There are a number of great resources on the regulatory and practical aspects of the system – none better than the EU’s own:
Communicable disease exclusion clauses found their way into marine insurance policies very quickly after Covid-19 began its spread in the spring of 2020.
In the early phase of this most recent pandemic, these clauses served an important function and allowed insurers to manage the uncertainty associated with what was an unprecedented situation. Now, four years later, the time has come to ask the marine insurance market if the exclusion of communicable disease is still warranted. We would argue that the answer is ‘no’ and will challenge the market to remove any such clauses going forward. Our justification for this position is as follows:
Exclusion is much too simple a solution. Pandemics and communicable diseases have been around forever and always posed a threat to trade and shipping. However, until 2020 these risks were never excluded from marine insurance policies. To do so was a strategy that could be excused in the frantic and uncertain period in the early part of the Covid-19 pandemic. Four years on, our industry has accumulated a meaningful amount of experience and data on how a communicable disease influences marine insurances. It is not acceptable to use this data to support a continued exclusion, it should rather be incorporated within existing underwriting models.
The insurers should be more concerned about offering a comprehensive product. Communicable disease and pandemics are an infrequent occurrence that is part of the natural risk picture faced by ship owners. The insurances they buy should reflect that and insurers should be focused on responding to that demand.
It goes against the all-risks nature of the Nordic market. The Nordic Plan is the backbone of Hull & Machinery and Loss of Hire underwriting in the Nordic market; and for many shipowners around the world. This is an all-risks form that is very careful to only include very specific exclusions, largely ones that are uninsurable. There has never been a communicable disease exclusion under the Nordic Plan, nor was one introduced in the latest (2023) revision.
It is not a systemic risk for a Hull & Machinery and Loss of Hire insurer. The strongest argument for excluding communicable disease is that it is by definition, a systemic risk and one that can create aggregated claims that are impossible for an insurer or a reinsurer to handle. However, under a Hull & Machinery – or a Loss of Hire – policy, a communicable disease can only appear contingent a peril already insured against. The most prominent examples are repairs that are either prolonged or made more expensive by lockdowns or the spread of a disease. In a worst-case scenario then, ordinary claims could be made more expensive – but not uncontrollably so – nor is there any reason to believe that claims will occur more frequently due to a communicable disease. To the contrary, we believe that the data collected during the Covid- 19 pandemic will show that claims occurred with lower frequency in view of lay ups or inactivity as a consequence of lockdown; or loss of market.

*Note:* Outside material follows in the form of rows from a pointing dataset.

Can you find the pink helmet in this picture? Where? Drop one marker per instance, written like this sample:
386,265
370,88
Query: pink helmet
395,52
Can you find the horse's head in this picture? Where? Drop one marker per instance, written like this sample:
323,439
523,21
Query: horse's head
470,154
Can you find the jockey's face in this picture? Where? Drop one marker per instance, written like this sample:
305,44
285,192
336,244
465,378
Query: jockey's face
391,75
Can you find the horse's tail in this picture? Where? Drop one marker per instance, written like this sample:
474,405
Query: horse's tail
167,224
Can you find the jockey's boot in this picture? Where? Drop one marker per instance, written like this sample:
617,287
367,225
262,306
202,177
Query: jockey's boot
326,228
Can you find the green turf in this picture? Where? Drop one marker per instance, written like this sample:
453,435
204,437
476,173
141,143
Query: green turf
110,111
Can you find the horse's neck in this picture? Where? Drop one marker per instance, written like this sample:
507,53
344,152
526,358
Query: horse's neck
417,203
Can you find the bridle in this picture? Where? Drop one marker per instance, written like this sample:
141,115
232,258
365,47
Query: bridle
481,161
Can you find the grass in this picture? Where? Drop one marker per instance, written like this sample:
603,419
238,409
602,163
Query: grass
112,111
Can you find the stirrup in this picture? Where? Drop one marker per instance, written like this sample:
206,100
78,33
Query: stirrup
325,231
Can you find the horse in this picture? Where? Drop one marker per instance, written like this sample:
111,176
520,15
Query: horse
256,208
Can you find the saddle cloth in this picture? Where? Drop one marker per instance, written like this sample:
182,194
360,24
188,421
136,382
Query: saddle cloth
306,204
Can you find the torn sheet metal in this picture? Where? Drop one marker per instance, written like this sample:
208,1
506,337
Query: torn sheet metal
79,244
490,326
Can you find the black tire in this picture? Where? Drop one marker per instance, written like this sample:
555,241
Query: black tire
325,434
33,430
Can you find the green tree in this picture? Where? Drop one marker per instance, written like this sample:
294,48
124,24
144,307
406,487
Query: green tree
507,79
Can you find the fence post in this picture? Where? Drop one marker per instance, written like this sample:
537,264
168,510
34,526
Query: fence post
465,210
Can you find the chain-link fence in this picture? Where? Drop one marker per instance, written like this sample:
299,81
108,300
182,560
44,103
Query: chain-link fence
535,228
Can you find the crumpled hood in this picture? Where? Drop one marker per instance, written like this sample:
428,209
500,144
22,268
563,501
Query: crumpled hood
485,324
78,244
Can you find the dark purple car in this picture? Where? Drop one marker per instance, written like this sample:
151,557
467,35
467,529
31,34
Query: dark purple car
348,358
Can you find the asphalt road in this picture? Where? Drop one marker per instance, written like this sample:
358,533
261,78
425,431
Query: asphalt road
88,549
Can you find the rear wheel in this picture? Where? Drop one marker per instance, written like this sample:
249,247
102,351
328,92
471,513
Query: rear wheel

The reinsurers should not dictate what is offered by specialist, direct insurers. As reinsurers often cover a lot of risks where communicable disease might be a direct peril (life, health, events etc.) an exclusion makes a lot of sense from their perspective. However, for the direct, marine insurer, where the risk for reasons set out above is manageable, it does not. Some of the specialist marine insurers have a significant self-retention, which should be leveraged to allow them to write marine without the exclusion for the benefit of their clients or members. For the world’s largest Loss of Hire insurers, the risk is largely retained anyway and thus the reinsurance pressures should be negligible. It is also worth mentioning that the P&I clubs, where communicable disease is a far more direct risk have resisted the inclusion of any exclusions for the benefit of their members.